Noura Hussein, victime d’un viol collectif
Victime d’un mariage forcé à l’âge de 16 ans,
Noura Hussein fuit son village natal d’al-Bager (40km au Sud de Khartoum) pour
se réfugier chez sa tante à Sennar afin de poursuivre ses études, dans l’espoir
de devenir un jour avocate ou juge. De retour chez elle, la cérémonie
matrimoniale est organisée par les deux familles, forçant Noura Hussein à
emménager avec son mari quelques années plus tard. Refusant de consommer leur
union, Noura Hussein est victime d’un viol collectif orchestré par son mari,
aidé par ses cousins. Lorsque son mari tente de reproduire le crime, la jeune
femme le poignarde à plusieurs reprises, causant sa mort. Son père, (qui accorde
un entretien à la chaîne britannique BBC), conduit immédiatement sa fille
déclarer le meurtre au poste de police afin de se protéger de la vengeance de
la famille du défunt.
Interprétation de la loi et droits des femmes au Soudan
Un droit pénal « neutre » face à des crimes
sexués
Noura Hussein est retenue douze mois dans la
prison pour femmes d’Omdurman, recevant uniquement les quelques visites de son
avocat Me Adil Mohamed Al-Imam. Son procès se tient une année plus tard, le 24
mai 2018, à l’issue duquel elle est reconnue coupable de meurtre prémédité en
vertu de l’article 130 du Code pénal soudanais, et condamnée à la peine de mort
par pendaison. Plus de dix avocats spécialisés dans les affaires de violation
des droits humains, qui avaient assisté au procès, offrent une aide judiciaire pro
bono à Noura Hussein. Trois avocats rejoignent ainsi la défense, avec
l’accord de la jeune femme et de son avocat originel, pour préparer l’appel de
la première décision de la cour (Me Alfateh Hussein, Me Ahmed Sibair et Me
Ishag Abdelaziz).
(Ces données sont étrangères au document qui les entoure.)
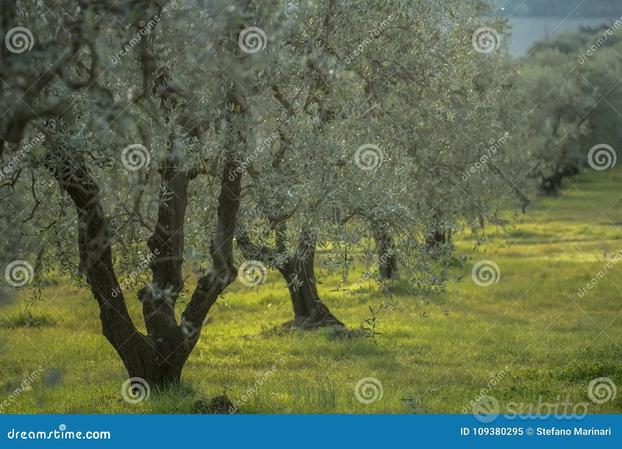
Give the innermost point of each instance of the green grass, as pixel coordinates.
(433, 355)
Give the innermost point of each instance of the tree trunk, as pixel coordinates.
(385, 248)
(299, 274)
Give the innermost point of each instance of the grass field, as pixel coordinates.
(528, 338)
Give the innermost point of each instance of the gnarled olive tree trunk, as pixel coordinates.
(159, 356)
(298, 270)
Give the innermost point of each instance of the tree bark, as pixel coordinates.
(299, 273)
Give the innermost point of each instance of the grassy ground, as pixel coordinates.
(527, 339)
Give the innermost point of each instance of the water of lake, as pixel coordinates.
(528, 30)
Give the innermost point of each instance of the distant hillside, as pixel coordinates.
(574, 8)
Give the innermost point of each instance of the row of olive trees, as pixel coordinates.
(268, 129)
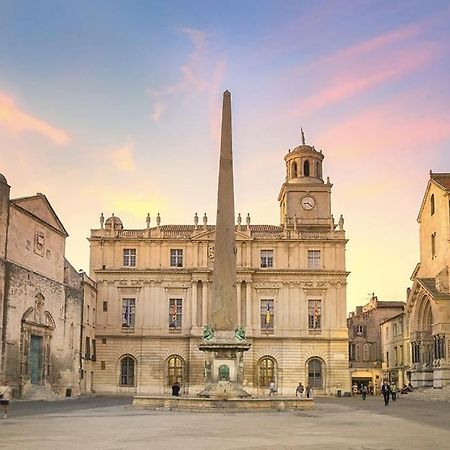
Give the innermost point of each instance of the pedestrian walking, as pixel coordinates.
(272, 388)
(308, 391)
(393, 391)
(386, 391)
(176, 389)
(5, 397)
(300, 390)
(363, 391)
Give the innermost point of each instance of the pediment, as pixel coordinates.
(39, 206)
(210, 235)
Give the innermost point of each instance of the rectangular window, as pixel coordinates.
(366, 352)
(267, 316)
(352, 351)
(129, 257)
(314, 314)
(313, 259)
(128, 312)
(266, 258)
(176, 257)
(175, 314)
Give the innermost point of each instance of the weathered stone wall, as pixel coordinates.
(61, 356)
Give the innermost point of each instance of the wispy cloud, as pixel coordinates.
(362, 78)
(123, 158)
(158, 109)
(198, 75)
(18, 121)
(190, 78)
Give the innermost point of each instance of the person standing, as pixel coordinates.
(299, 391)
(272, 388)
(363, 391)
(5, 397)
(393, 391)
(386, 391)
(176, 389)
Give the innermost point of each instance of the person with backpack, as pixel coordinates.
(386, 391)
(363, 391)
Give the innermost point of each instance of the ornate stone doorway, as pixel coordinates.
(35, 359)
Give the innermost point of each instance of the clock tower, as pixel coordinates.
(305, 200)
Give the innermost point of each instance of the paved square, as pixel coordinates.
(347, 423)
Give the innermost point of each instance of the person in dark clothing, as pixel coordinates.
(386, 391)
(176, 389)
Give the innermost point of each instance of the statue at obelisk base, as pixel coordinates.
(224, 341)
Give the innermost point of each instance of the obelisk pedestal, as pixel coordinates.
(224, 342)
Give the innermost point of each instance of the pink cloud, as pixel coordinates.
(392, 128)
(18, 121)
(359, 78)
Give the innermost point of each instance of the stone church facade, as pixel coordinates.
(40, 300)
(154, 294)
(428, 305)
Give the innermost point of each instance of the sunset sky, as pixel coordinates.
(114, 106)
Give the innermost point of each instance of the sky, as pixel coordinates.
(114, 107)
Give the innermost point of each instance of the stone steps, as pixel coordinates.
(442, 394)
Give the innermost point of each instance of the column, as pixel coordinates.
(239, 302)
(249, 304)
(194, 305)
(205, 304)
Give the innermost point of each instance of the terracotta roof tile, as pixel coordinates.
(442, 179)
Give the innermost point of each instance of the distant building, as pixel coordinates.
(428, 305)
(365, 353)
(40, 299)
(154, 294)
(395, 350)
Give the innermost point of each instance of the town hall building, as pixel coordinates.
(154, 295)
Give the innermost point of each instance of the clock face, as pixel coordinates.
(308, 203)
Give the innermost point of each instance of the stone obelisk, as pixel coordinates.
(224, 343)
(224, 304)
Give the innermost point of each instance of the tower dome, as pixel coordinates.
(114, 222)
(304, 164)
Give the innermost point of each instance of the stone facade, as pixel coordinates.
(154, 295)
(428, 305)
(395, 350)
(365, 351)
(41, 299)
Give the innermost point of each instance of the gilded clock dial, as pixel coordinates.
(308, 203)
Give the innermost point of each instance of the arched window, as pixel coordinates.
(127, 365)
(318, 171)
(306, 168)
(175, 366)
(315, 378)
(266, 371)
(71, 335)
(294, 170)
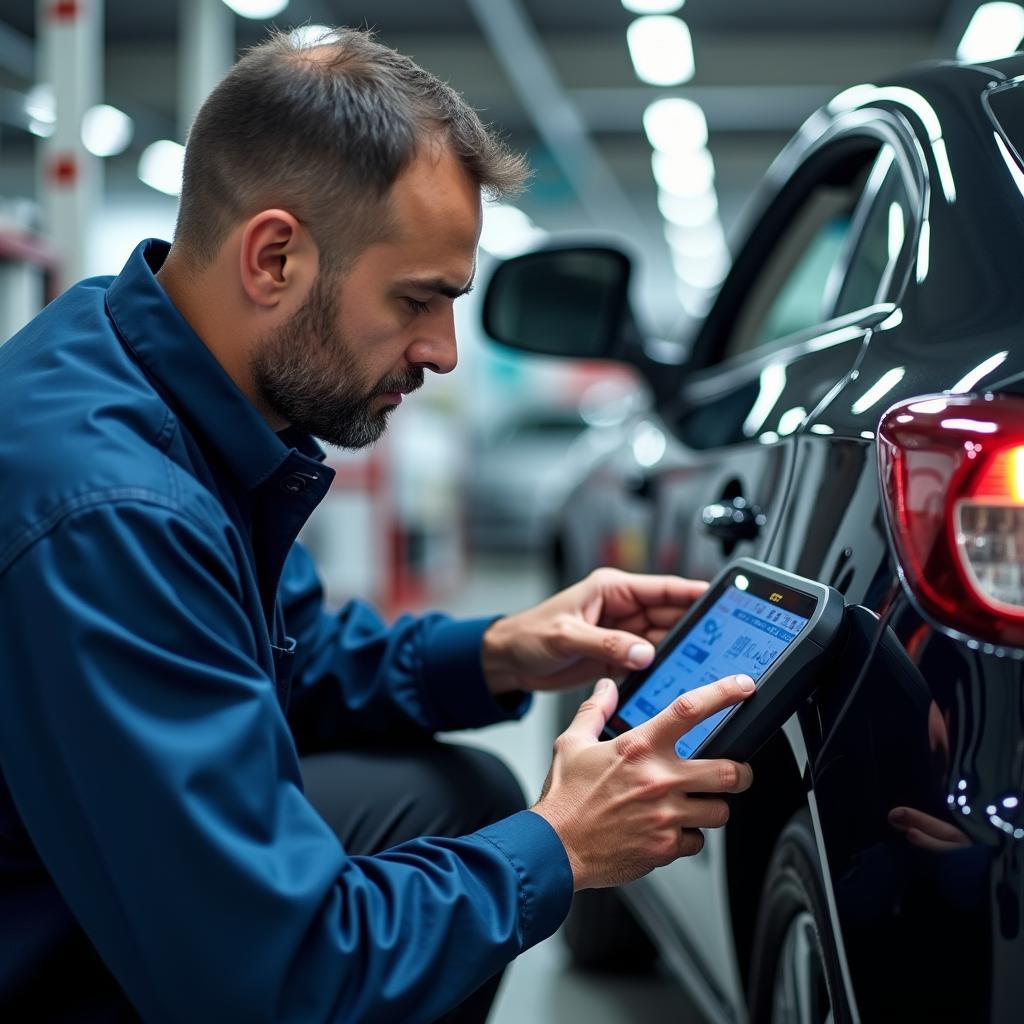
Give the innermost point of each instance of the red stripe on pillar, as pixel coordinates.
(65, 10)
(64, 170)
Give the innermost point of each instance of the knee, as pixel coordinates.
(489, 792)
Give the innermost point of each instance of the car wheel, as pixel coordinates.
(795, 970)
(602, 935)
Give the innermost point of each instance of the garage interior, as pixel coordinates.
(453, 509)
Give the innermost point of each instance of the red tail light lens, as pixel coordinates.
(952, 484)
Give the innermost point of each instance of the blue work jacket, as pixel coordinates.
(164, 657)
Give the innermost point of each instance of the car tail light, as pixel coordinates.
(952, 483)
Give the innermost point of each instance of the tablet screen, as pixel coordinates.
(739, 633)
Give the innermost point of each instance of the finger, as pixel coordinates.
(715, 776)
(645, 620)
(925, 842)
(625, 592)
(594, 712)
(690, 842)
(615, 647)
(687, 710)
(906, 818)
(704, 813)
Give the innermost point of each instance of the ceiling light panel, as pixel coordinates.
(675, 125)
(660, 49)
(994, 31)
(652, 6)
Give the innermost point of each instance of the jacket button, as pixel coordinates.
(293, 483)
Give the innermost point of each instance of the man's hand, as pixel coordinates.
(632, 804)
(928, 832)
(605, 625)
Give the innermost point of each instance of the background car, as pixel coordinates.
(852, 410)
(521, 465)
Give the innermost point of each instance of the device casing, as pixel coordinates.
(745, 729)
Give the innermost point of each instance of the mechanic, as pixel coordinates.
(165, 655)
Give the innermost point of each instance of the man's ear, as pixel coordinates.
(278, 259)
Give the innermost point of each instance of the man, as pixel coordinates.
(165, 656)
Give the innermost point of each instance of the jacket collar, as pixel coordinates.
(190, 377)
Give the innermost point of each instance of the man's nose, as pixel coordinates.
(434, 346)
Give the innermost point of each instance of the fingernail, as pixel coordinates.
(640, 654)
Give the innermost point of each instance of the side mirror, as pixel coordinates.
(568, 301)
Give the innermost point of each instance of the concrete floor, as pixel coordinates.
(541, 987)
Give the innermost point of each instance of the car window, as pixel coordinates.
(885, 220)
(796, 285)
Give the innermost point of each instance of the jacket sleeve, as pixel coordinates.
(356, 677)
(153, 768)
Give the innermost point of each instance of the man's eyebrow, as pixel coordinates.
(438, 286)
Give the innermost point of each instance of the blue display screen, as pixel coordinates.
(739, 633)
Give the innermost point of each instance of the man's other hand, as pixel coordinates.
(632, 804)
(606, 625)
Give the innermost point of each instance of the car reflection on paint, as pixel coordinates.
(851, 410)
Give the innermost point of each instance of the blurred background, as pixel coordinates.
(647, 120)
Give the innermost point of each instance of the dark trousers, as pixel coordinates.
(428, 788)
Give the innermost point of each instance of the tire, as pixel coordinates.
(602, 935)
(795, 968)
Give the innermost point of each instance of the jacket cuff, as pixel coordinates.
(454, 682)
(537, 855)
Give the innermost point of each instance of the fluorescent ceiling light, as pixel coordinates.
(652, 6)
(258, 10)
(105, 130)
(311, 35)
(995, 31)
(708, 240)
(660, 49)
(675, 126)
(688, 174)
(160, 166)
(701, 272)
(688, 211)
(508, 231)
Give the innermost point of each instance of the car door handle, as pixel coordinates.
(735, 519)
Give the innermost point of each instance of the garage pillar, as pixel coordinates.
(70, 35)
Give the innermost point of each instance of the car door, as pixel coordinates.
(786, 330)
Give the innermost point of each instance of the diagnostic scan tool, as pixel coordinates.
(770, 625)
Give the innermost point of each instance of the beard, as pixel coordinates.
(307, 373)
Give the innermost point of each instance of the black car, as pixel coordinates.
(873, 440)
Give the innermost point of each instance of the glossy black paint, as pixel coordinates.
(906, 717)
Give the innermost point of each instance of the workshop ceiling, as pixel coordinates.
(761, 70)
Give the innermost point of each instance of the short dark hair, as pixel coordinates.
(324, 131)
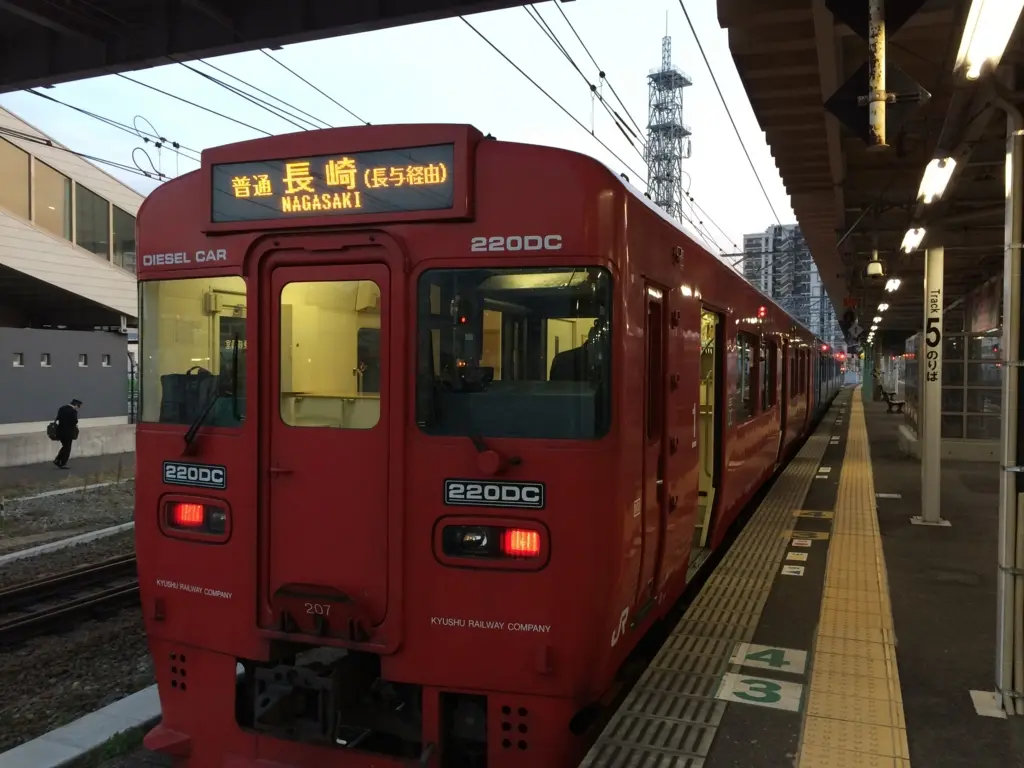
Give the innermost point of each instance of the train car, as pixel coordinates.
(489, 412)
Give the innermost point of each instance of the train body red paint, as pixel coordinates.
(412, 484)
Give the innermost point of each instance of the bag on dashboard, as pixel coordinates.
(183, 395)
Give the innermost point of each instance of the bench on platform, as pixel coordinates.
(893, 406)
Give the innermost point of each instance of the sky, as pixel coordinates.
(441, 72)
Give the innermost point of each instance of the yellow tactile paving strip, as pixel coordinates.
(854, 716)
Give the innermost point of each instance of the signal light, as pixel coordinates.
(492, 543)
(521, 543)
(184, 515)
(196, 517)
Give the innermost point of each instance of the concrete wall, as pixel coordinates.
(33, 392)
(36, 448)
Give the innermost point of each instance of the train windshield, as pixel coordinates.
(522, 352)
(194, 351)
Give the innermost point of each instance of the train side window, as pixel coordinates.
(330, 354)
(514, 352)
(743, 393)
(193, 339)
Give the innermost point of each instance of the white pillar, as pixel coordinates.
(930, 374)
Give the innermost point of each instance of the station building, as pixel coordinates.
(68, 297)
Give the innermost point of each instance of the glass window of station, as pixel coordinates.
(36, 192)
(522, 352)
(193, 346)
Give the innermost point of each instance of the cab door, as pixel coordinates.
(325, 523)
(653, 442)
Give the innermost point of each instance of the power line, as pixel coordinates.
(193, 103)
(620, 123)
(622, 103)
(312, 118)
(552, 98)
(323, 93)
(53, 145)
(262, 103)
(158, 140)
(728, 112)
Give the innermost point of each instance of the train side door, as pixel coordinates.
(327, 516)
(653, 442)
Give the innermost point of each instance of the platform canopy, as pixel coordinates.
(792, 56)
(43, 42)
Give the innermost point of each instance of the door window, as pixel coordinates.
(331, 373)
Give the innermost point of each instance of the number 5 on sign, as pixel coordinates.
(777, 694)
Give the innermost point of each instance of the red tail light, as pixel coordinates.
(185, 515)
(521, 543)
(496, 544)
(208, 522)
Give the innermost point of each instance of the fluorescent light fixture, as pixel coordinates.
(936, 177)
(913, 238)
(986, 33)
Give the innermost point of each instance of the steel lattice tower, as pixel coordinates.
(668, 135)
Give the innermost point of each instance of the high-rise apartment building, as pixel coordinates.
(778, 262)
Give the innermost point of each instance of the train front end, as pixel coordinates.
(377, 519)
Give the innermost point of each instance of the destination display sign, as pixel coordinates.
(417, 178)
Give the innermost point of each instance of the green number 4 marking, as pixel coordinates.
(762, 691)
(771, 656)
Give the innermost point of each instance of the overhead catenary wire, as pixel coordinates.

La défense reçoit par ailleurs le soutien d’autres avocats et
activistes des droits humains, et principalement d’activistes pour les droits
des femmes au Soudan et dans la diaspora (des ONG soudanaises comme SEEMA, No
to Women’s Oppression et SIHA, ainsi que l’Union européenne et UNWomen ont
publié des communiqués en soutien à Noura Hussein).
Le droit pénal soudanais repose sur une
interprétation orthodoxe et littérale des normes coraniques, octroyant ainsi
une voix conséquente à la famille de la victime dans la prise de décision
finale dans les affaires criminelles. C'était le cas dans l'affaire Noura
Hussein, dans laquelle le concept de gasas (قصاص) –
représailles – qui implique la décision
de la famille du défunt de pardonner à l'accusée contre compensation financière
ou de refuser d'accorder le pardon en choisissant donc la peine capitale, a été
déterminant. Malgré un appel à la clémence lancé par le juge, les parents du
défunt mari de Noura Hussein ont refusé la compensation financière (diya)
réclamant la pendaison de l'accusée. Les avocats de la défense avaient alors
quinze jours pour faire appel de la décision.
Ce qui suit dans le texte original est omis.